Re: [PATCH bpf-next 0/3] Introduce local_storage exclusive caching

Dave Marchevsky <davemarchevsky@xxxxxx> · Fri, 22 Apr 2022 00:05:23 -0400

On 4/21/22 9:40 PM, Alexei Starovoitov wrote:   
> On Tue, Apr 19, 2022 at 05:21:40PM -0700, Dave Marchevsky wrote:
>> Currently, each local_storage type (sk, inode, task) has a 16-entry
>> cache for local_storage data associated with a particular map. A
>> local_storage map is assigned a fixed cache_idx when it is allocated.
>> When looking in a local_storage for data associated with a map the cache
>> entry at cache_idx is the only place the map can appear in cache. If the
>> map's data is not in cache it is placed there after a search through the
>> cache hlist. When there are >16 local_storage maps allocated for a
>> local_storage type multiple maps have same cache_idx and thus may knock
>> each other out of cache.
>>
>> BPF programs that use local_storage may require fast and consistent
>> local storage access. For example, a BPF program using task local
>> storage to make scheduling decisions would not be able to tolerate a
>> long hlist search for its local_storage as this would negatively affect
>> cycles available to applications. Providing a mechanism for such a
>> program to ensure that its local_storage_data will always be in cache
>> would ensure fast access.
>>
>> This series introduces a BPF_LOCAL_STORAGE_FORCE_CACHE flag that can be
>> set on sk, inode, and task local_storage maps via map_extras. When a map
>> with the FORCE_CACHE flag set is allocated it is assigned an 'exclusive'
>> cache slot that it can't be evicted from until the map is free'd. 
>>
>> If there are no slots available to exclusively claim, the allocation
>> fails. BPF programs are expected to use BPF_LOCAL_STORAGE_FORCE_CACHE
>> only if their data _must_ be in cache.
> 
> I'm afraid new uapi flag doesn't solve this problem.
> Sooner or later every bpf program would deem itself "important" and
> performance critical. All of them will be using FORCE_CACHE flag
> and we will back to the same situation.

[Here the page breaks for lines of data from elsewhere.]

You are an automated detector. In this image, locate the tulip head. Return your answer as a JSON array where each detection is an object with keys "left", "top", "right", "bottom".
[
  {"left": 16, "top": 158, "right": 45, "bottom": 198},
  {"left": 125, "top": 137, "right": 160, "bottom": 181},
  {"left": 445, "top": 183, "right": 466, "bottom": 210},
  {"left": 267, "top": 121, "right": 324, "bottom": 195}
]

In this scenario, if 16 maps had been loaded w/ FORCE_CACHE flag and 17th tried
to load, it would fail, so programs depending on the map would fail to load.
Patch 2 adds a selftest 'local_storage_excl_cache_fail' demonstrating this.

> Also please share the performance data that shows more than 16 programs
> that use local storage at the same time and existing simple cache
> replacing logic is not enough.
> For any kind link list walking to become an issue there gotta be at
> least 17 progs. Two progs should pick up the same cache_idx and
> run interleaved to evict each other. 
> It feels like unlikely scenario, so real data would be good to see.
> If it really an issue we might need a different caching logic.
> Like instead of single link list per local storage we might
> have 16 link lists. cache_idx can point to a slot.
> If it's not 1st it will be a 2nd in much shorter link list.
> With 16 slots the link lists will have 2 elements until 32 bpf progs
> are using local storage.
> We can get rid of cache too and replace with mini hash table of N
> elements where map_id would be an index into a hash table.
> All sorts of other algorithms are possible.
> In any case the bpf user shouldn't be telling the kernel about
> "importance" of its program. If program is indeed executing a lot
> the kernel should be caching/accelerating it where it can.

It's worth noting that this is a map-level setting, not prog-level. Telling the
kernel about importance of data feels more palatable to me. Sort of like mmap's
MAP_LOCKED, but for local_storage cache.

Going back to the motivating example - using data in task local_storage to make
scheduling decisions - the desire is to have the task local_storage access be
like "accessing a task_struct member" vs "doing a search for right data to 
access (w/ some caching to try to avoid search)".

Re: performance data, would adding a benchmark in selftests/bpf/benchs work?